Stocks futures were pointing lower this morning, perhaps setting the stage for a day of modest losses for equities, as economic data in the U.S. has been cooling down of late. Jobless claims did come in below 300,000 for the sixth consecutive week, while the two main crude oil benchmarks are down 2% this morning following yesterday’s rally. Meantime, the precious metals opened in the green as they look to build momentum from yesterday’s gains, as well. Gold was trading around $1,205/oz while silver looked to inch back above $16.50/oz at 10 am ET.
Update: The metals may be in a store for a choppy day of trading, as each of the PMs (besides palladium) dipped into the red by mid-morning.
Yesterday in the Markets
Stocks rose modestly yesterday, with each U.S. index closing slightly in positive territory. This helped the Dow Industrials remain above 18,100, while the S&P 500 moved above 2,100, and the Nasdaq pushed above 5,000. Precious metals also gained, with silver adding about 1% and gold advancing $10 to move back near $1,200/oz. 10-year Treasuries remained parked, with yields just below 1.90%.
Factors Affecting Gold Today
The economic machinery in not only slowing down in the U.S., but across the Pacific in China as well. It is much the same case as the States, however: China will periodically come up with some encouraging economic indicators after a slew of disappointing data had been coming out in the preceding weeks. Of late, foreign direct investment into China grew by more than 2% in March, and increased by more than 11% over the first quarter. This helped pushed the Shanghai stock index up nearly 3% this morning as the Chinese stock market is beginning to overheat in a similar manner to its American counterpart.
Even with the U.S. and China providing mixed bags of data, the situation is actually even murkier in Europe.
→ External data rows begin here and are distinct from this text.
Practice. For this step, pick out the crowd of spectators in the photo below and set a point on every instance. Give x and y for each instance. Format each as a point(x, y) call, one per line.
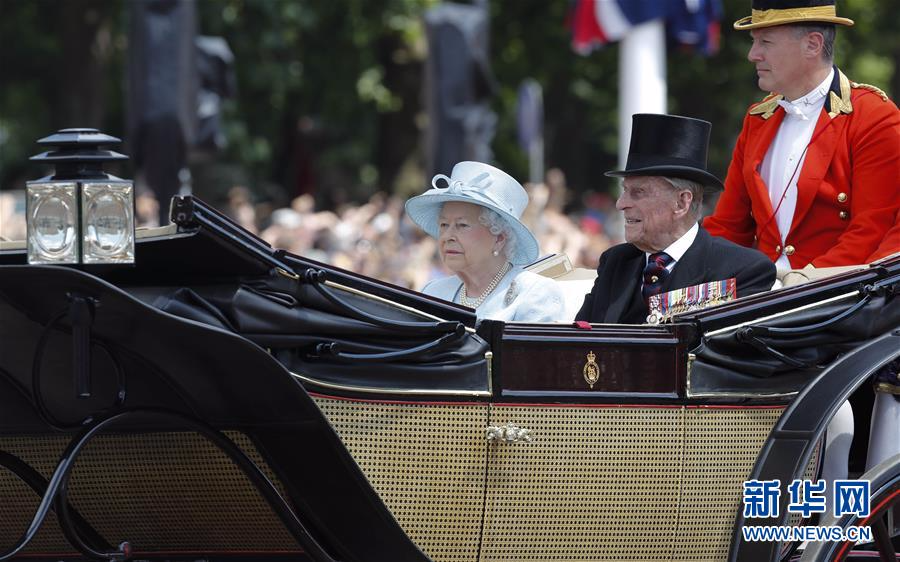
point(376, 239)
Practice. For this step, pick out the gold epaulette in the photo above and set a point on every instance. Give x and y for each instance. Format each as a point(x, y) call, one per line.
point(871, 88)
point(767, 107)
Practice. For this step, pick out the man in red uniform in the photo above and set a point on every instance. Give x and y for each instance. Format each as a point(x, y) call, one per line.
point(815, 175)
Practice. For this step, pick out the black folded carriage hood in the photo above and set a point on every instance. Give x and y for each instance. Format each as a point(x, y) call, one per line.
point(198, 371)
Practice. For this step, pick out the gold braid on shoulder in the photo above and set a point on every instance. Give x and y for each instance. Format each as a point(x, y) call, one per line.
point(871, 88)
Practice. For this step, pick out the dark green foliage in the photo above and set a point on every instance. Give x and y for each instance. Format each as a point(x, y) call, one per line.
point(330, 91)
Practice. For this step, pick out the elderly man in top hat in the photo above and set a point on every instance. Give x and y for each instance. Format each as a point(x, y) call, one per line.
point(665, 179)
point(815, 175)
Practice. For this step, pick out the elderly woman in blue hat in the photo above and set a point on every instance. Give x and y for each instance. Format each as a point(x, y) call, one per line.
point(474, 216)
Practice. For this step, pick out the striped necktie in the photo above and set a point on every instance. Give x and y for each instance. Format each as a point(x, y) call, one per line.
point(655, 274)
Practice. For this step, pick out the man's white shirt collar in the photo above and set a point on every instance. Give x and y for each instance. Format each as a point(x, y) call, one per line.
point(678, 248)
point(809, 105)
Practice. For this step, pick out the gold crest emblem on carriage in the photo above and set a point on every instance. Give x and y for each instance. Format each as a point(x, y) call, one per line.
point(591, 369)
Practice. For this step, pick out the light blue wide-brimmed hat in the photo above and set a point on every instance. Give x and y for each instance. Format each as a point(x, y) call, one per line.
point(479, 184)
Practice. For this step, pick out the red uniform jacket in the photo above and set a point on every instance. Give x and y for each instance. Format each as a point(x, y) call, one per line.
point(848, 190)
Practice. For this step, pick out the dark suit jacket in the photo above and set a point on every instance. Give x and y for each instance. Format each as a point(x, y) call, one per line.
point(616, 295)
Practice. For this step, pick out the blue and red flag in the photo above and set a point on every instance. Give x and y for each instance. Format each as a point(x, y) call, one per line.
point(690, 23)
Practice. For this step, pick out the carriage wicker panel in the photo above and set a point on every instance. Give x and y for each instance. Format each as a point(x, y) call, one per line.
point(174, 491)
point(594, 484)
point(720, 447)
point(427, 464)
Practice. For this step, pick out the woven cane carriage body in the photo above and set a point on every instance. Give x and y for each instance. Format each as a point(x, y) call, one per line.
point(276, 408)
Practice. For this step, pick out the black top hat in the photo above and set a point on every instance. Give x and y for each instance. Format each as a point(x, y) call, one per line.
point(766, 13)
point(669, 145)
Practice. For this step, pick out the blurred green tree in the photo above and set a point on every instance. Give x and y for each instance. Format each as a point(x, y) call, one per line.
point(329, 93)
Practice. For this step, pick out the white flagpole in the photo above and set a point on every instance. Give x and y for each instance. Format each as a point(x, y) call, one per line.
point(642, 77)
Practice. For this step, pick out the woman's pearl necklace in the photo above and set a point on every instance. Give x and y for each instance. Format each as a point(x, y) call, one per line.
point(475, 303)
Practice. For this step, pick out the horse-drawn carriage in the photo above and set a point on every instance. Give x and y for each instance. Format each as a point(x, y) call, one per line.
point(220, 399)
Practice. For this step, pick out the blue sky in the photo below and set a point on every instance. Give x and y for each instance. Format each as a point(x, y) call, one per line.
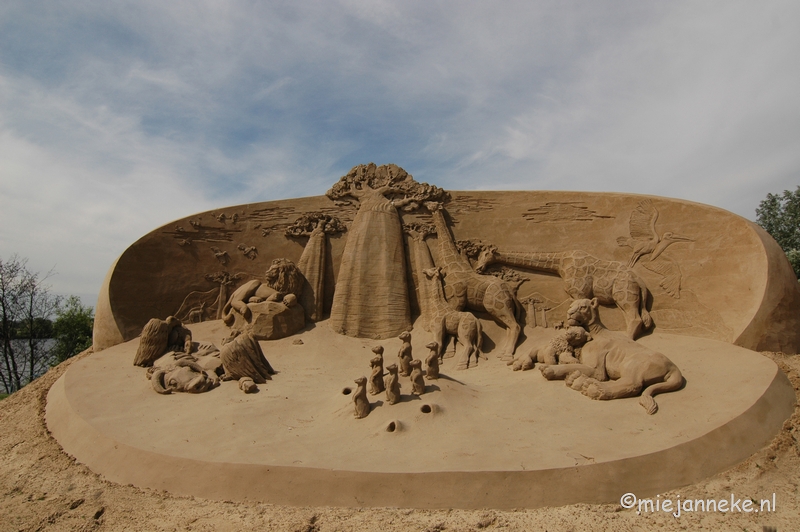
point(118, 117)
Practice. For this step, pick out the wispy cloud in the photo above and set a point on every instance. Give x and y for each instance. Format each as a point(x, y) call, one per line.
point(117, 118)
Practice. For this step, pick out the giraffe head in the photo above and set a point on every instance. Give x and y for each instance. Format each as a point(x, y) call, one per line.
point(434, 273)
point(583, 312)
point(487, 257)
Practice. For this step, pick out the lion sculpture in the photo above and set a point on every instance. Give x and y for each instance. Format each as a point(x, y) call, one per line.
point(268, 309)
point(282, 278)
point(612, 365)
point(561, 349)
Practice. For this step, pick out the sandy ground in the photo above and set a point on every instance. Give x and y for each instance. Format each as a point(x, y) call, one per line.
point(44, 489)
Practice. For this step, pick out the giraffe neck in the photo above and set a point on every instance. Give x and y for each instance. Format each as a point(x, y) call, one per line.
point(548, 262)
point(422, 261)
point(451, 259)
point(439, 304)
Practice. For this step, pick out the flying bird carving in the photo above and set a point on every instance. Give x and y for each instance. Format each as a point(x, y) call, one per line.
point(644, 239)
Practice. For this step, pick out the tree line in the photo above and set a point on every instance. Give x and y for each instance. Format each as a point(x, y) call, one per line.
point(779, 215)
point(38, 329)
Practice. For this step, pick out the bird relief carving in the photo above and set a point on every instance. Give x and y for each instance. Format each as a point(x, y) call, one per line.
point(648, 247)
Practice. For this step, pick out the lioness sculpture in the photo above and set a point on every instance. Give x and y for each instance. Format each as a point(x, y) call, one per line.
point(614, 366)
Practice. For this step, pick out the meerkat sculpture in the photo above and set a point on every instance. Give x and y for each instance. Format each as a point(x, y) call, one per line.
point(392, 384)
point(360, 398)
point(405, 354)
point(376, 377)
point(432, 362)
point(417, 382)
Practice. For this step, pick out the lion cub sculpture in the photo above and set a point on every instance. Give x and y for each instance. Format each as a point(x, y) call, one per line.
point(612, 365)
point(561, 349)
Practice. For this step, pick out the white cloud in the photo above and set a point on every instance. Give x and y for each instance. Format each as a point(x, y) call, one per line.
point(117, 119)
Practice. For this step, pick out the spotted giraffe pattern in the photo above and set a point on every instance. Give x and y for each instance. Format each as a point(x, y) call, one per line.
point(465, 288)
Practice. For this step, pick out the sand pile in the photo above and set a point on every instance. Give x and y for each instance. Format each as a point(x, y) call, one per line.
point(44, 489)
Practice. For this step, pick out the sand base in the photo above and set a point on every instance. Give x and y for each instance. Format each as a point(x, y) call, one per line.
point(493, 437)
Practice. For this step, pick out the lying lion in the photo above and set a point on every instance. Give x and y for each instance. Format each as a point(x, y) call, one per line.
point(614, 366)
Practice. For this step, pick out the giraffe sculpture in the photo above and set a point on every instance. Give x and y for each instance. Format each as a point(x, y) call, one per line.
point(585, 277)
point(465, 288)
point(444, 320)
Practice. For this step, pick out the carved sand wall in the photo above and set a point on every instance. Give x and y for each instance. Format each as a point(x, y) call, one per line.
point(725, 279)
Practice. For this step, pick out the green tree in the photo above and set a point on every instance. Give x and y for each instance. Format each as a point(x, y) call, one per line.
point(72, 328)
point(779, 215)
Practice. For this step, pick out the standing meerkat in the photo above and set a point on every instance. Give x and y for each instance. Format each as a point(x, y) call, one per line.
point(417, 382)
point(405, 354)
point(432, 362)
point(392, 383)
point(376, 377)
point(360, 398)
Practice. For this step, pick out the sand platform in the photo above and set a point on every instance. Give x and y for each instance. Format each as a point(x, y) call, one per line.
point(486, 437)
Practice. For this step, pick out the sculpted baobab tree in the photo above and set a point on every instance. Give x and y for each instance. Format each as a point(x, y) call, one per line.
point(371, 298)
point(316, 226)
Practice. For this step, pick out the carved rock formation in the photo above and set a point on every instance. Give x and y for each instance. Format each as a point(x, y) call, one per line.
point(243, 357)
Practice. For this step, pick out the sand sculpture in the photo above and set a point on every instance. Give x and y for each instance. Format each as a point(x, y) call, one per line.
point(316, 226)
point(404, 356)
point(376, 376)
point(417, 381)
point(644, 239)
point(396, 259)
point(392, 384)
point(464, 326)
point(432, 362)
point(561, 349)
point(371, 297)
point(465, 288)
point(585, 276)
point(360, 400)
point(613, 366)
point(243, 358)
point(158, 336)
point(268, 309)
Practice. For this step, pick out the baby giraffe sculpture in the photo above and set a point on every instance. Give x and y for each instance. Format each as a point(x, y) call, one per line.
point(360, 398)
point(376, 385)
point(392, 383)
point(405, 354)
point(417, 382)
point(432, 362)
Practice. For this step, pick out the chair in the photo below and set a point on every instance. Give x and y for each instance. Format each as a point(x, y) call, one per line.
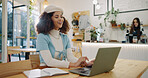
point(13, 68)
point(35, 61)
point(9, 51)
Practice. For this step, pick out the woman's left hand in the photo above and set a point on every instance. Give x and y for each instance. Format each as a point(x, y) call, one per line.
point(91, 62)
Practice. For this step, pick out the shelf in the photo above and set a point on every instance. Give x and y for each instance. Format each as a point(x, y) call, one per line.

The European bond market is all over the place: short-term yields on government debt are either already negative or approaching negative territory across the continent. Meantime, even the stronger economies in the eurozone are seeing an overcrowding in their own long-term bond markets due to the relative safe haven compared to riskier debt in Italy, Spain, Portugal, and of course Greece. All of this uncertainty creates upward pressure for the precious metals.
Stalwart Germany’s 10-year Bund yield has continued to fall, dropping from an already miniscule 0.11% down below 0.09% this morning. This does indicate, however, that there continues to be demand for German sovereign debt, even when it pays back next to nothing. Similarly, France’s 30-year bond yield has slid below 1%, an incredibly low figure for such a long-term investment. The demand for low-yielding sovereign debt from the stronger European nations stands in direct contrast to, say, Greece, which just had its credit rating downgraded to CCC+ (with a negative outlook going forward) by Standard & Poor’s.
CPI and consumer sentiment will be announced in the U.S., while CPI and retail sales come out in Canada. The early morning sees consumer price information from the EU, labor market indicators from Great Britain, and adjusted retail sales from Switzerland.